Sobel + Otsu threshold + invert on a color image. The blur beforehand makes the edges thicker, which controls the “pencil width.”
from skimage.color import rgb2gray
from skimage.util import invert
from skimage.filters import sobel, threshold_otsu
keanu_colour = imread('keanu_colour.jpg')
blur_keanu = gaussian(keanu_colour)
clean_keanu = rgb2gray(blur_keanu)
edge_keanu = sobel(clean_keanu)
thresh_mesh = threshold_otsu(edge_keanu)
binary_keanu = edge_keanu > thresh_mesh
plt.imshow(invert(binary_keanu), cmap='gray')python
Sobel + Otsu + invert = pencil sketch
Bonus: A Scanner Darkly#
The movie A Scanner Darkly uses cel-shading, which needs 3D surface normals to compute. We don’t have 3D data here, but you can get something in the same neighborhood with image segmentation.
Quickshift segmentation breaks the image into superpixels. Build a region adjacency graph (RAG) based on mean color, merge regions with similar colors using cut_threshold, and draw the segment boundaries in black on top of the averaged colors.
from skimage import segmentation, color
from skimage.future import graph
keanu_colour = imread('keanu_colour.jpg')
labels1 = segmentation.quickshift(keanu_colour, kernel_size=7,
max_dist=6, ratio=0.5)
out1 = color.label2rgb(labels1, keanu_colour, kind='avg')
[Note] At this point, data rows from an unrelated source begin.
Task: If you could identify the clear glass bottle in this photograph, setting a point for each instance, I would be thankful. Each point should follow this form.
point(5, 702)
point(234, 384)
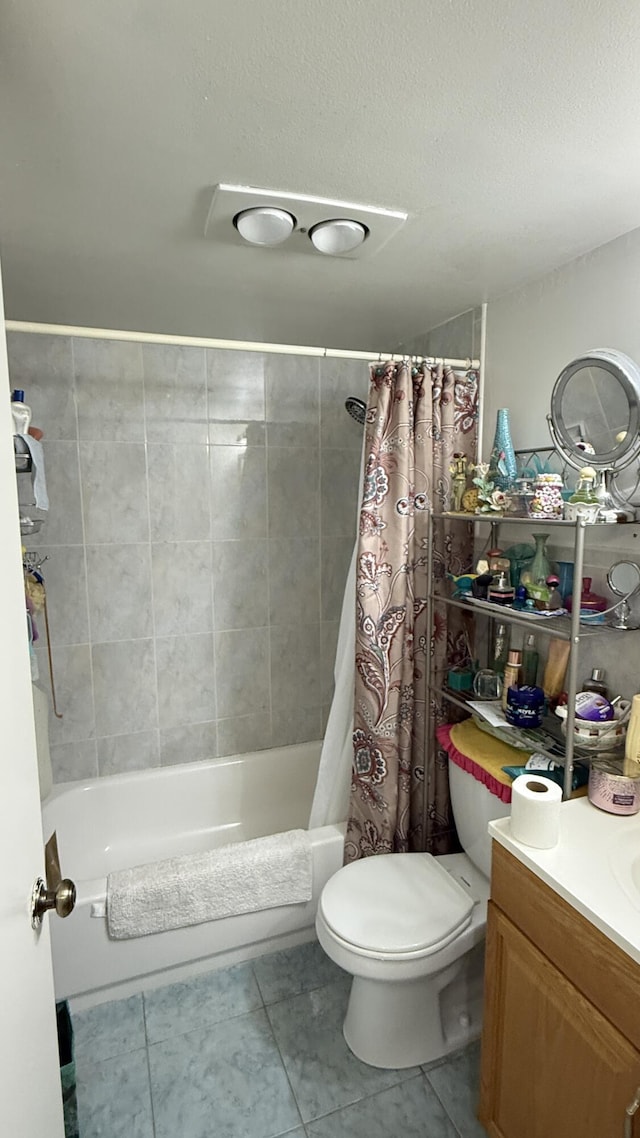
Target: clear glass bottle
point(500, 649)
point(555, 596)
point(596, 683)
point(632, 741)
point(530, 661)
point(511, 674)
point(540, 567)
point(583, 502)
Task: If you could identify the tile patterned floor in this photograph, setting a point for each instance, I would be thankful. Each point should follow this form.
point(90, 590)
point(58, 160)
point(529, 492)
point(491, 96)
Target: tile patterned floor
point(256, 1052)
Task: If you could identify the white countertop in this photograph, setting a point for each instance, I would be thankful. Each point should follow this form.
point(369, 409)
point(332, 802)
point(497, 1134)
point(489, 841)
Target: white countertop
point(591, 867)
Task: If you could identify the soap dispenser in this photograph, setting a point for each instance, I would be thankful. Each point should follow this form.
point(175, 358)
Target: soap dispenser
point(21, 413)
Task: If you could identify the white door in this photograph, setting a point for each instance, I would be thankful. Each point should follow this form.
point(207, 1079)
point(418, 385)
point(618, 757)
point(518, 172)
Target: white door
point(30, 1082)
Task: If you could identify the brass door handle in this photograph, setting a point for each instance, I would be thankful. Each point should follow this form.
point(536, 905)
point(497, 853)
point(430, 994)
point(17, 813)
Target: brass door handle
point(629, 1114)
point(62, 899)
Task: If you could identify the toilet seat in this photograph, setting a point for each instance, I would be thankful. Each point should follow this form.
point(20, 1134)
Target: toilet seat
point(402, 905)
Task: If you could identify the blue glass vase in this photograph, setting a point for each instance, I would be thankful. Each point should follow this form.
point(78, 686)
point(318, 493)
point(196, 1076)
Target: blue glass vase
point(503, 468)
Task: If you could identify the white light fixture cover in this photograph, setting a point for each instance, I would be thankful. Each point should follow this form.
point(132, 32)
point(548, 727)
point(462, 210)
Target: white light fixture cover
point(230, 200)
point(264, 225)
point(338, 236)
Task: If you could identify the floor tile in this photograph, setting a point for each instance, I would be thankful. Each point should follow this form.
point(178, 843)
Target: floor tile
point(294, 971)
point(205, 999)
point(322, 1071)
point(226, 1081)
point(408, 1111)
point(113, 1097)
point(108, 1030)
point(457, 1085)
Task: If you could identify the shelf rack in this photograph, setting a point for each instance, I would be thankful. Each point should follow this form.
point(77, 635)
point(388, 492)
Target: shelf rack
point(568, 628)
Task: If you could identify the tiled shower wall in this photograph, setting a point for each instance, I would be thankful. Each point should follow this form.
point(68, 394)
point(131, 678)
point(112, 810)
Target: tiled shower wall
point(202, 519)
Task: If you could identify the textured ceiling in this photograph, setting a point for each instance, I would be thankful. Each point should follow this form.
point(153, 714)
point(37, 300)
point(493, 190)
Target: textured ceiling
point(507, 130)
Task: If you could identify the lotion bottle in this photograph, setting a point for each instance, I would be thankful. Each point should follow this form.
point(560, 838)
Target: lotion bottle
point(511, 674)
point(21, 413)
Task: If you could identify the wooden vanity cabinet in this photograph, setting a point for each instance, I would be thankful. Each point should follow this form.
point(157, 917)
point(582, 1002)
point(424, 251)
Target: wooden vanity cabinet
point(560, 1047)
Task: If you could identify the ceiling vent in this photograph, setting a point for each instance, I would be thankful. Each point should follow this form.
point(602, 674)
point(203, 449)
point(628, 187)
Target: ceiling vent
point(246, 215)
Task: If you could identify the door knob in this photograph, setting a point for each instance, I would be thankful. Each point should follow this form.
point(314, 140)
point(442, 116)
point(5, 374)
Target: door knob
point(62, 899)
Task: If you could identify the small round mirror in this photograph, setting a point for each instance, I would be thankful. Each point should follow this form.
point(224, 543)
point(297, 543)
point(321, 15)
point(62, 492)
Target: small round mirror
point(596, 410)
point(623, 578)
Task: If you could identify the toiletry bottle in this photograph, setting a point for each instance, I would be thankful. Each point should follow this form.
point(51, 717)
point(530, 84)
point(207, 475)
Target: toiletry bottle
point(584, 494)
point(500, 649)
point(500, 591)
point(530, 662)
point(21, 413)
point(596, 683)
point(631, 766)
point(511, 674)
point(555, 595)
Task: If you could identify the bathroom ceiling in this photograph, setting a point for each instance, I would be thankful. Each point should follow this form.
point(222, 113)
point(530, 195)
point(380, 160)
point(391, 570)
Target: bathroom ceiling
point(506, 130)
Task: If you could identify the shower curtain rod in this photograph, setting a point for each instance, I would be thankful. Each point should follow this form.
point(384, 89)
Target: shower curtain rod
point(109, 334)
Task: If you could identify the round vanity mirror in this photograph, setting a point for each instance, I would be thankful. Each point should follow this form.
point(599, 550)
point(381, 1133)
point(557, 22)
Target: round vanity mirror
point(595, 421)
point(623, 579)
point(596, 410)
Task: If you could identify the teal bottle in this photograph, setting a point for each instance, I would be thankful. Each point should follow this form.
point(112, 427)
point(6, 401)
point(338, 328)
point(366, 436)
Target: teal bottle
point(502, 464)
point(540, 568)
g = graph.rag_mean_color(keanu_colour, labels1)
labels2 = graph.cut_threshold(labels1, g, 20)
out2 = color.label2rgb(labels2, keanu_colour, kind='avg')
out2 = segmentation.mark_boundaries(out2, labels2, (0, 0, 0))python
Quickshift segmentation (top), then RAG merging with boundaries drawn (bottom)
More simplistic than the actual cel-shading from the movie. The cut_threshold parameter (20 here) controls how aggressively regions get merged. Lower values = more segments. Higher values = big flat color blobs.
What I got out of this#
The Gaussian derivative implementation was most of the work. The naive 2D kernel is easy to write but I couldn’t get it to play nice with skimage’s API. The separable 1D version is more code but it actually fits into the library.
For the edge detector comparison: my Gaussian derivative filter gives rough edges with noise. Sobel cleans that up. Canny gives connected contours. They all start with the same idea (convolve with a derivative kernel) but Canny does extra work on top of the gradient computation to link edges together.